2. **Training Instability**: Smaller models (0.5b, 1.5b) exhibit dips in accuracy during early training (e.g., 0.2–0.4 progress).
3. **Dataset Variability**:
- GSM8K and Olympiad Bench show the highest accuracy gains.
- Math 500 and Gaokao2023EN exhibit more volatility in smaller models.

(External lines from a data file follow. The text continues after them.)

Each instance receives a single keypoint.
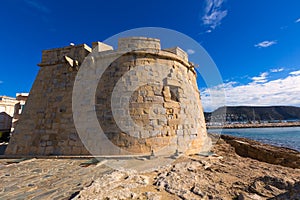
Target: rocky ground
(224, 175)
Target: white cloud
(265, 44)
(213, 13)
(283, 91)
(295, 73)
(38, 6)
(190, 51)
(262, 78)
(277, 70)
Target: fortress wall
(47, 126)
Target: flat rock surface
(224, 175)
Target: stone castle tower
(144, 99)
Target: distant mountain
(254, 113)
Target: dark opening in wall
(174, 93)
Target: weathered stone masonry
(164, 111)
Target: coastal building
(138, 98)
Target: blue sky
(255, 44)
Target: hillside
(254, 113)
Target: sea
(278, 136)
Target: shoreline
(266, 125)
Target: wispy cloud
(38, 6)
(277, 70)
(282, 91)
(213, 14)
(190, 51)
(262, 78)
(297, 73)
(265, 44)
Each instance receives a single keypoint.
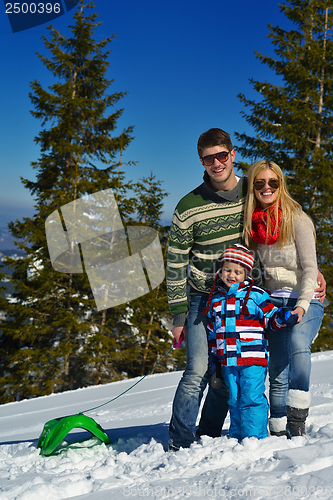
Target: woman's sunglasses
(273, 183)
(209, 159)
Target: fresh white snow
(137, 465)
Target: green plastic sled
(55, 430)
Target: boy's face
(232, 273)
(222, 175)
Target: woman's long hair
(288, 205)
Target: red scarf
(259, 226)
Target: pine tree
(149, 317)
(56, 338)
(293, 121)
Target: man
(206, 221)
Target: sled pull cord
(174, 346)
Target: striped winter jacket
(236, 333)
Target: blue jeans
(248, 405)
(189, 393)
(290, 355)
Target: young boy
(237, 317)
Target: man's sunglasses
(209, 159)
(273, 183)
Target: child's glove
(214, 370)
(284, 316)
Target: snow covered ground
(137, 465)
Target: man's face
(221, 173)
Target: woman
(284, 237)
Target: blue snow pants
(248, 404)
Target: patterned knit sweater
(237, 337)
(204, 224)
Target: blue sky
(182, 62)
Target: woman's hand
(300, 312)
(177, 331)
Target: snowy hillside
(136, 464)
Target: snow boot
(298, 403)
(277, 426)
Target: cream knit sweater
(292, 267)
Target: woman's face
(266, 194)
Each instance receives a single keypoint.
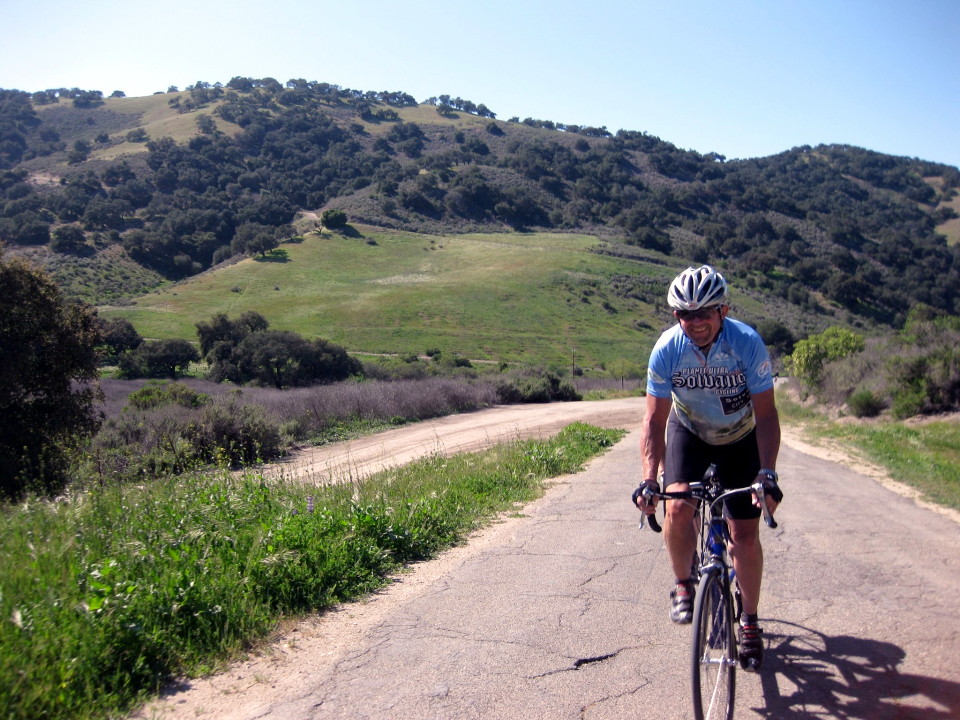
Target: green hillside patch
(501, 296)
(107, 595)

4. **Average Trend**: The "Average" graph mirrors individual dataset trends, confirming consistency across tasks.
---
### Interpretation
- **Performance Scaling**: Larger models (32b, 14b) demonstrate superior accuracy, suggesting that parameter count correlates with task performance.
- **Training Dynamics**: Smaller models (0.5b, 1.5b) experience instability during early training, potentially due to optimization challenges or data scarcity.
- **Dataset-Specific Behavior**: Tasks like GSM8K and Olympiad Bench may require higher model capacity, while others (e.g., Math 500) show mixed results, indicating task-dependent scaling laws.
- **Redundant Y-Axis**: The duplicated "RM@8 Accuracy" labels on both axes suggest a possible visualization error, though the data remains interpretable.
This analysis highlights the importance of model size in achieving accuracy and underscores the need for stable training protocols, particularly for smaller models.